Homopholis fasciata, a nocturnal vertebrate known as the banded velvet gecko or striped velvet gecko, is a small gecko that lives in East Africa.

==Description==
Homopholis fasciata are small geckos with soft, velvet-like skin. They have short, rounded heads and long, thin non-tapering tails. Their body shape is stout with a bunt and toes that have both adhesive pads and claws. Their skin ranges from green, greys and browns with a chevron-like pattern down the back. They grow to 3½"–4½" and are known to bite. They are very common in both urban and rural areas and although they can bite they rarely ever do as their main defence is to play dead rather than to defend or attack. Although not known how long this gecko can play dead for it is not uncommon for them to be motionless for two to three days whilst they still feel under threat. The gecko is prey to snakes but in urban areas domestic cats attack and kill these lovely little reptiles that can be seen often scaling walls and running around gardens during the day. This gecko does not mind daylight but does hide in shaded places during midday when the sun is at its highest.

==Distribution and habitat==
Homopholis fasciata occur in East Africa, in Somalia, Ethiopia, Kenya, and Tanzania.

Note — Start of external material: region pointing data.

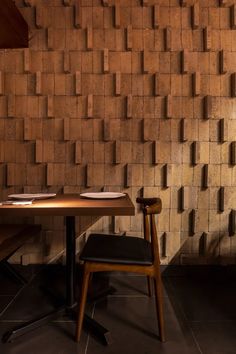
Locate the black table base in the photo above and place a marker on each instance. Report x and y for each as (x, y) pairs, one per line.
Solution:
(90, 324)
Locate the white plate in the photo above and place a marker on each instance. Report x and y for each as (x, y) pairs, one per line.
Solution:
(103, 195)
(32, 196)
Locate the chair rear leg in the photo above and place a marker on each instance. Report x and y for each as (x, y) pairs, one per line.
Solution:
(83, 297)
(149, 286)
(159, 307)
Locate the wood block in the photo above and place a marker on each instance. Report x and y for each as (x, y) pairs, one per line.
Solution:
(205, 176)
(117, 158)
(167, 170)
(50, 174)
(167, 36)
(66, 62)
(185, 61)
(208, 107)
(168, 102)
(192, 222)
(156, 84)
(78, 86)
(38, 151)
(90, 106)
(77, 15)
(118, 83)
(195, 152)
(66, 129)
(223, 126)
(11, 100)
(195, 16)
(184, 198)
(183, 3)
(233, 85)
(233, 153)
(66, 2)
(50, 106)
(27, 129)
(1, 83)
(117, 16)
(156, 154)
(223, 62)
(89, 38)
(28, 3)
(1, 151)
(184, 133)
(26, 60)
(50, 38)
(156, 16)
(207, 38)
(129, 106)
(129, 38)
(10, 175)
(196, 83)
(105, 2)
(145, 62)
(128, 175)
(163, 245)
(105, 61)
(233, 16)
(78, 152)
(38, 83)
(39, 16)
(222, 199)
(232, 222)
(223, 3)
(203, 244)
(106, 130)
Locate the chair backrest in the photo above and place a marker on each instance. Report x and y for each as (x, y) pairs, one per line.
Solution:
(151, 207)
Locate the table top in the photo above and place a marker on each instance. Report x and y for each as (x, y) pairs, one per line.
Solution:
(71, 205)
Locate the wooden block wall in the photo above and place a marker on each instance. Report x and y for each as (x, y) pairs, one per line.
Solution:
(139, 99)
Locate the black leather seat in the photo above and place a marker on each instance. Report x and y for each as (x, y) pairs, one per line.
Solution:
(126, 254)
(117, 249)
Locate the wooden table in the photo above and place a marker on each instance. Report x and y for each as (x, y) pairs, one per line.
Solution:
(68, 206)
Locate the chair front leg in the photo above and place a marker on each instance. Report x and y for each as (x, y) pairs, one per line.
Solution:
(83, 297)
(149, 285)
(159, 306)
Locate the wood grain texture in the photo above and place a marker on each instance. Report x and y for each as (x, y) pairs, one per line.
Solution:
(85, 108)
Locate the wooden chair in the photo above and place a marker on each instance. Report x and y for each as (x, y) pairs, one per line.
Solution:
(12, 237)
(104, 253)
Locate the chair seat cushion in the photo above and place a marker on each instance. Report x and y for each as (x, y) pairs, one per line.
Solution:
(117, 249)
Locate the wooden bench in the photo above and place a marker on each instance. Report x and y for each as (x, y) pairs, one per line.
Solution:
(12, 237)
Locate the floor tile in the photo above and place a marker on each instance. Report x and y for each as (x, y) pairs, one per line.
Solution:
(4, 302)
(205, 299)
(133, 326)
(216, 337)
(56, 338)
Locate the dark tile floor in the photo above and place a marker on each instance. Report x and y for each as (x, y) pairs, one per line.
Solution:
(200, 314)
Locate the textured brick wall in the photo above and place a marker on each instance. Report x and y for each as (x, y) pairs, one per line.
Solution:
(130, 95)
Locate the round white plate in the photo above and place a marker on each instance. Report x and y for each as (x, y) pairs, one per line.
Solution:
(102, 195)
(32, 196)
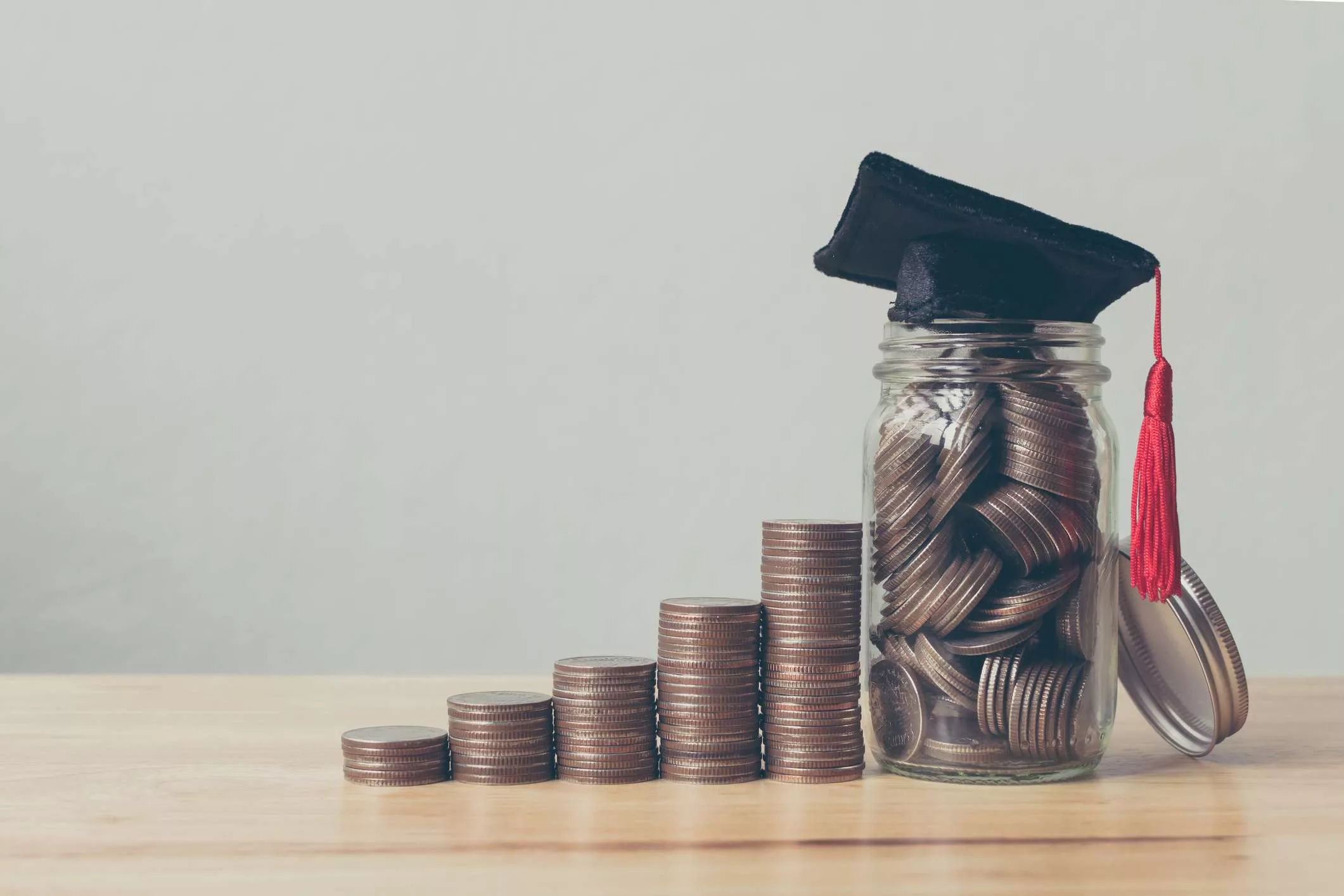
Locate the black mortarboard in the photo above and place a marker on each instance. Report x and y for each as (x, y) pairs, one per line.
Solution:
(956, 252)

They inhabit wet or dry savannas containing large trees. They can be found hiding under the bark and in the crevasses of these trees. Mostly nocturnal but may also be found active during the day.

==In captivity==

=== Captive environment ===
In captivity, they require many hiding spots and 80–90 °F heating by means of a heat mat. The optimal temperature should be 75° to 82 °F daytime with a 5° to 10 °F drop at night. A daytime hot spot is beneficial; using a 10 or 20 watt halogen light works well. These geckos requires moderate to high humidity, 60 to 80%, with a gradient between one side of the enclosure and the other. This can be accomplished well by keeping the side where the water dish is located a bit cooler and spraying that area down daily. As for lighting, use plant grow lights on a timer to simulate the tropics, 12 hours on, 12 hours off. Seasonal day length fluctuations are not needed but could help to stimulate breeding. A dim night light is required for viewing nocturnal activities. A 10-gallon will work for a pair but a taller tank would be better. Set it up as forest habitat with climbing branches, sturdy plants, hiding places and a warm area or basking spot.

===Feeding===
Small crickets are the main staple diet along with small mealworms and various other insects when available. Excess calcium causes their neck pouches to puff out.

===Husbandry===
In terms of mating, males have hemipenal bulges at the base of the tail. Males also have a pair of pre-anal pores/scales just above the cloacal opening that the females lack. Egg laying may occur during the winter in the Northern Hemisphere. 4 or 5 clutches of 2 eggs each may be laid during the breeding period. The hard-shelled eggs are laid under loose bark, in crevasses or buried in a slightly moist spot. They should be removed for incubation at around 82 °F.